Manuela se levantó de un salto de la silla que ocupaba y comenzó a caminar a un lado y a otro de la habitación, andaba como fiera enjaulada, buscando un resquicio en su razón para no abalanzarse sobre aquel despreciable hombre que la estaba abandonando desde la cobardía más absoluta.
Txomin vio la furia enrojecer la cara de ella. Se levantó y, cogiéndola de los brazos, trató de aproximarla a su cuerpo para calmarla. Lo que obtuvo fue un mordisco en un antebrazo que le hizo gritar, más por la sorpresa que por otra razón.
—Te has vuelto loca, definitivamente loca.
—No, loca no, desesperada. Vas a cumplir esa promesa aunque sea lo último que hagas, Txomin, ¡lo último!
—Espera, siéntate, no es forma ésta de solucionar las cosas. No me has entendido bien, lo más importante ahora no es pensar en un matrimonio, sino en demostrar tu doncellez, y eso podemos hacerlo.
No daba crédito a lo que escuchaba. Tardó en recuperar el ritmo de su respiración, tomó un sorbo de la jarra de vino de él, y por fin se sentó. Lo miraba como aturdida, con extrañeza. Si había una forma de demostrar algo que ya no era, necesitaba saberlo. Txomin apuró la jarra de vino hasta el final antes de empezar a hablar.
—Se me ocurre que te ofrezcas a prueba con matronas para que todo el pueblo sepa que eres una mujer sin falta ni tacha, entera en tu doncellez y honra.
—Ahora sí, no entiendo nada. ¿Acaso he soñado las intimidades en que hemos caído?
—No, claro que no. —Y no pudo disimular la sonrisa que le trajo el recuerdo de los buenos momentos vividos—. Pero si te ofreces para que las matronas te revisen da por hecho que asegurarán haberte encontrado inmaculada, para eso son buenos mis reales. Tú sólo tienes que sugerir que te realicen un examen para poder defender tu honra, del resto me encargo yo y asunto resuelto, nadie volverá a creer una palabra a esas, cómo es que las llamas, ¡urracas! —Y siguió sonriendo, convencido de que había encontrado una salida a aquella engorrosa situación.
—Dios mío, qué idea tan retorcida. No pienso prestarme a eso, Txomin, ni soñando voy a dejar que me urgen buscando lo que no hay. Tú me lo quitaste con tu palabra de matrimonio y habrás de cumplirme, como me llamo Manuela de Allende que habrás de cumplirme, ¡habrás de cumplirme!
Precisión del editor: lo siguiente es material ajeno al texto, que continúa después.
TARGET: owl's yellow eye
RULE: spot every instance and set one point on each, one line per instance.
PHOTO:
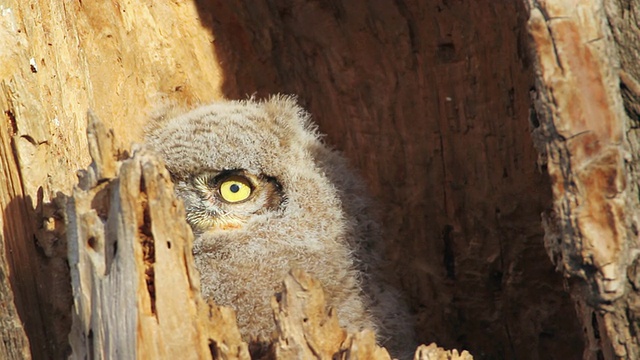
(235, 189)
Salió de aquella sala despacio, dejando tras de sí las últimas palabras dichas sin gran esfuerzo, sin alzar la voz, sin esperar respuesta. Llegó a la antigua torre de Urrutia sin prisa, confiando que el frío de la noche, que se instalaba definitivamente en la loma de Isasi, la despejara del velo de confusión que se adueñaba de su mente. Recordó a Lucía de Arechaga, el día que Juana abortó, el hoyo que cavó bajo la vieja parra de Zubiete, y un escalofrío le recorrió la espalda erizándole la piel; eso mismo era lo que Txomin esperaba que hiciera si engendraba un hijo de él.